In July this year, the Inter-Agency Standing Committee (IASC) Reference Group on MHPSS [pdf] asserted that ‘Mental Health and Psychosocial Support (MHPSS) considerations and interventions can have an added value for all aspects of the humanitarian response’. This is in support of the wider use of the IASC guidelines, which were published in 2007. The guidelines recommend preparedness activities before emergencies, implementing minimum responses during the acute phase of the emergency in 11 areas of humanitarian operations, and initiating comprehensive responses for long term recovery (or development) thereafter.

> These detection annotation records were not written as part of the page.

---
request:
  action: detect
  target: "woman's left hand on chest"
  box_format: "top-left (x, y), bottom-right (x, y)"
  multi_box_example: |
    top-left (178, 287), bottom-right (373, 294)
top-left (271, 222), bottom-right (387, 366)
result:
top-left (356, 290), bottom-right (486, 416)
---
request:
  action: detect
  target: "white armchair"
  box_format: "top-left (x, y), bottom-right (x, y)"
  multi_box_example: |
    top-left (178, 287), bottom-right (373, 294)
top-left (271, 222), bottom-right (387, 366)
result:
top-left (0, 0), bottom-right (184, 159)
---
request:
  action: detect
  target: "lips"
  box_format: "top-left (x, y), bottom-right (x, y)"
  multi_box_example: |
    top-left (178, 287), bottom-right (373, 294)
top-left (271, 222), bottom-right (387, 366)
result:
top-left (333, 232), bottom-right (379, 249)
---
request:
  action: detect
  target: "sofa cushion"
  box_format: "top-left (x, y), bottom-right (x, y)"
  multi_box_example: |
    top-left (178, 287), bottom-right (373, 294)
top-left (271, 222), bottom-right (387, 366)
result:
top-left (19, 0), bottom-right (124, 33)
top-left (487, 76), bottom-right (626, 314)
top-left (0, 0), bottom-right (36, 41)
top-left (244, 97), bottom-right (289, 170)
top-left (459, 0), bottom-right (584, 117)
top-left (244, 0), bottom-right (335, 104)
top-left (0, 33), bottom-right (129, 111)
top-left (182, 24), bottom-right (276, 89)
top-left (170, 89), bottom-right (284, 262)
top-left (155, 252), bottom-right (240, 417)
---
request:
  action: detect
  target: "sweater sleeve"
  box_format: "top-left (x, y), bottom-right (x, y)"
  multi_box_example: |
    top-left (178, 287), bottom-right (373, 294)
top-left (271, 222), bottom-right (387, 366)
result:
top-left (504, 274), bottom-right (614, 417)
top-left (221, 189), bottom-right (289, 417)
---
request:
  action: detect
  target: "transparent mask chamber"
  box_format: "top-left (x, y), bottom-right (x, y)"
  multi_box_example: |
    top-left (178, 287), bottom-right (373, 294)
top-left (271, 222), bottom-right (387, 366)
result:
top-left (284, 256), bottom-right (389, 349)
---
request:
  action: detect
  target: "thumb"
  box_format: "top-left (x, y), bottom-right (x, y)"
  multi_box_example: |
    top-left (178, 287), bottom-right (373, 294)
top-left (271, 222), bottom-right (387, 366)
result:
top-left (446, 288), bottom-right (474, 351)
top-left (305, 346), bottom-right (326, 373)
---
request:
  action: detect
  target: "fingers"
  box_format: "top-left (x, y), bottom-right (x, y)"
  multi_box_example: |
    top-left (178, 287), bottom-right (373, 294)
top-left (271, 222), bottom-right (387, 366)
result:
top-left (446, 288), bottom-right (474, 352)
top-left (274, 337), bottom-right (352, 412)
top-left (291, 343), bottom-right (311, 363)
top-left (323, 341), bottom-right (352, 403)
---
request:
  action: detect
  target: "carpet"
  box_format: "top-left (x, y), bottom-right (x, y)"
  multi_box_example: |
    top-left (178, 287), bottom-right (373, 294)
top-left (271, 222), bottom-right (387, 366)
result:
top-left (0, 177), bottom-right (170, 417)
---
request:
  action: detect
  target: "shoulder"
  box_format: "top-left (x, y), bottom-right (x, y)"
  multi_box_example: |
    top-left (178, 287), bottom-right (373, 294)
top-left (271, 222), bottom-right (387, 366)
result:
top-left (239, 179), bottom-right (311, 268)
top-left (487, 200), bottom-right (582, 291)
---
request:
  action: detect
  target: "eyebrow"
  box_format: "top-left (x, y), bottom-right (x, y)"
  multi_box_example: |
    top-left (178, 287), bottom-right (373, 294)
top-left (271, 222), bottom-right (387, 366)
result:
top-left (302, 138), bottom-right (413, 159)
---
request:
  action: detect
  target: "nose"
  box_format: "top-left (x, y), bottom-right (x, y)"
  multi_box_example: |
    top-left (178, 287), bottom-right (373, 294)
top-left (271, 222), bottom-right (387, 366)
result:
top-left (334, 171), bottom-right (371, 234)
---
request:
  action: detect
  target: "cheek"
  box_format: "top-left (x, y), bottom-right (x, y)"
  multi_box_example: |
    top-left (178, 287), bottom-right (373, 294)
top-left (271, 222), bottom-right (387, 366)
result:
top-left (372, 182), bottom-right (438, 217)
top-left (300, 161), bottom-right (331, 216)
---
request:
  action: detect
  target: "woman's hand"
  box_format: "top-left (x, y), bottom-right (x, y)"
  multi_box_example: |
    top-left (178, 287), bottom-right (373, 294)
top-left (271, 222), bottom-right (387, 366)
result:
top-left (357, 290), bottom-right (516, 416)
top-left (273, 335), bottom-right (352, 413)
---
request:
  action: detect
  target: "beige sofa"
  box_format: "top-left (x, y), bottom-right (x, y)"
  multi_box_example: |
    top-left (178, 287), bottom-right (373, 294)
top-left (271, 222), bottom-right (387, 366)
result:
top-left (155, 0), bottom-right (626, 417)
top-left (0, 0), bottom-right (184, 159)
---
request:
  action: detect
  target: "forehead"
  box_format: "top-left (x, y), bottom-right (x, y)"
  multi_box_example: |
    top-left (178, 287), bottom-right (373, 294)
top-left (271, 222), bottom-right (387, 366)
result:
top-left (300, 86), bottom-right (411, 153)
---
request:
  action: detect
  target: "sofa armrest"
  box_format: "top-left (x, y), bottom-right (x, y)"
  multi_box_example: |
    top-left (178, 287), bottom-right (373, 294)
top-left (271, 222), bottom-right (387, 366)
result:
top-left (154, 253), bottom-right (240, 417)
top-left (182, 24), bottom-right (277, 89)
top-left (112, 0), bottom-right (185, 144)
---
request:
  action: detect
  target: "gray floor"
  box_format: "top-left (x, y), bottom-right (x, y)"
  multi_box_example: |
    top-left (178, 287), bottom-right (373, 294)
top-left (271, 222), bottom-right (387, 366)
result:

Today, many United Nations agencies and international NGOs integrate MHPSS into their emergency responses, including World Vision. For instance, World Vision implemented children’s programs using the Child Friendly Spaces model to support children’s psychosocial wellbeing in the wake of the Gaza incursions (2014) and Nepalese earthquake (2015). As part of the Ebola emergency response in Sierra Leone, World Vision is providing psychosocial support and referral for specialist mental health care via a focused home visitors program for children left orphaned or vulnerable and living in foster/extended family situations. In Sri Lanka, which has been affected by decades of violent civil war, World Vision operates REMIND – the Reconciliation Through Mental Health Integration in the Northern Districts of Sri Lanka. The project has improved the referral pathways for communities to access psychiatric support, provided direct community-based psychosocial assistance, and implemented mental health anti-stigma campaigns to normalise mental health concerns. Despite the sensitive nature of the MHPSS sector in Sri Lanka, the REMIND project has made significant progress in supporting the local population.
Considering the established links between poverty and mental illness, it’s vital that the Department of Foreign Affairs and Trade (DFAT) and NGOs alike recognise MHPSS as integral to humanitarian response and recovery programs. In particular, when allocating funding for humanitarian programs, DFAT and NGOs may consider prioritising support for 1) stand-alone programs aimed at addressing the MHPSS needs of affected populations; and 2) mainstreaming MHPSS across humanitarian response activities in accordance with the IASC MHPSS guidelines. DFAT does offer some support to MHPSS as part of child protection programs funded during humanitarian responses; however, mainstreaming mental health programs would fill shortfalls in Australia’s humanitarian responses. Although MHPSS is hardly mentioned in DFAT’s Health for Development Strategy or Humanitarian Action Policy, increasing support for this area would strengthen aid responses and contribute to poverty elimination by enabling more productive and socially cohesive societies.
Hayley Channer is Government Relations Coordinator and Megan McGrath is Humanitarian and Emergency Assistance Portfolio Advisor for World Vision Australia. Alison Schafer is Mental Health and Psychosocial Support (MHPSS) Technical Specialist for World Vision International.